Bose–Einstein and Fermi–Dirac statistics versus Boltzmann statistics

It was remarked in Chapter 2, §2.1, that there are circumstances in which the “Boltzmann statistics” for an ideal gas – the approximation in Eq. (2.6), in which the total partition function is decomposed into a product of single-molecule partition functions, with division by N1! N2! … to correct for particle identity – is inaccurate even if the gas is still ideal (non-interacting particles). That happens when the number of single-particle states within the energy kT of the ground state is no longer very much greater than the number of particles. (Recall Fig. 2.1 and the accompanying discussion.)

We noted that when the Boltzmann statistics is no longer an adequate approximation one must distinguish the particles as fermions, no two of which can be in the same single-particle state (counting states of different spin as different), or as bosons, for which there is no restriction on multiple occupancy of the singleparticle states.
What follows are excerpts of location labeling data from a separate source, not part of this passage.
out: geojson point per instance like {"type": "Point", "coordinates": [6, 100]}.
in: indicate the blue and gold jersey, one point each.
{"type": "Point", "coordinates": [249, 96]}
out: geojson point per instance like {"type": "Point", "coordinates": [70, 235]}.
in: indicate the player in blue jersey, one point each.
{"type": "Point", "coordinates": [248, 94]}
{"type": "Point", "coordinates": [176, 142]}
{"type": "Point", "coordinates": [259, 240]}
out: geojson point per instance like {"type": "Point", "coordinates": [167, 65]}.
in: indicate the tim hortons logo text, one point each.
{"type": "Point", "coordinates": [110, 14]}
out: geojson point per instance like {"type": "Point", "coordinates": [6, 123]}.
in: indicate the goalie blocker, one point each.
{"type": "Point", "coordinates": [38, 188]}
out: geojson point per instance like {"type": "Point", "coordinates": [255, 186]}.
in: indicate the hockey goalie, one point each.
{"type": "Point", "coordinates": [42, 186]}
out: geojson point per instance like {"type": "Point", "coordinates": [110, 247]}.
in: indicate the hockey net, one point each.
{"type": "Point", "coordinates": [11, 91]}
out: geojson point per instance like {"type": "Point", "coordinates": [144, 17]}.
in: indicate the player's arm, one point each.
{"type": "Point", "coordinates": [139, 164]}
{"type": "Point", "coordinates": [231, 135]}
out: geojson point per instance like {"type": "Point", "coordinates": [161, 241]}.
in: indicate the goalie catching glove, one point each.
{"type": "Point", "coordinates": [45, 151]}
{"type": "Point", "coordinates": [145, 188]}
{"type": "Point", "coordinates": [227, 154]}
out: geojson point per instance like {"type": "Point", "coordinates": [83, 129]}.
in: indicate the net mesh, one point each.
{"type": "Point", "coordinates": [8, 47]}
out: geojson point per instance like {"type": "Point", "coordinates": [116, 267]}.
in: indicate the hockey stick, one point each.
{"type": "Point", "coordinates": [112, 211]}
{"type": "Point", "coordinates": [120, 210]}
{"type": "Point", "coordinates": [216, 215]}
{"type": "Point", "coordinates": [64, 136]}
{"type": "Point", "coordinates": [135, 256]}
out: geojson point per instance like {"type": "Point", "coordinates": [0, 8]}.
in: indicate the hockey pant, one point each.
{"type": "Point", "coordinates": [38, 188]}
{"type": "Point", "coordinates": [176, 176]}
Fermions are particles of half-odd-integer spin quantum number; they could be composite particles consisting of an odd number of spin-½ particles. Protons, neutrons, and electrons, all of which are of spin ½, are fermions. Bosons are particles of integer spin; they could be spinless, or of spin 1, etc., or could be composites consisting of an even number of fermions. The nuclei of helium atoms of mass number 4 consist of two protons and two neutrons, and the neutral atom has two electrons outside the nucleus; 4He atoms are bosons.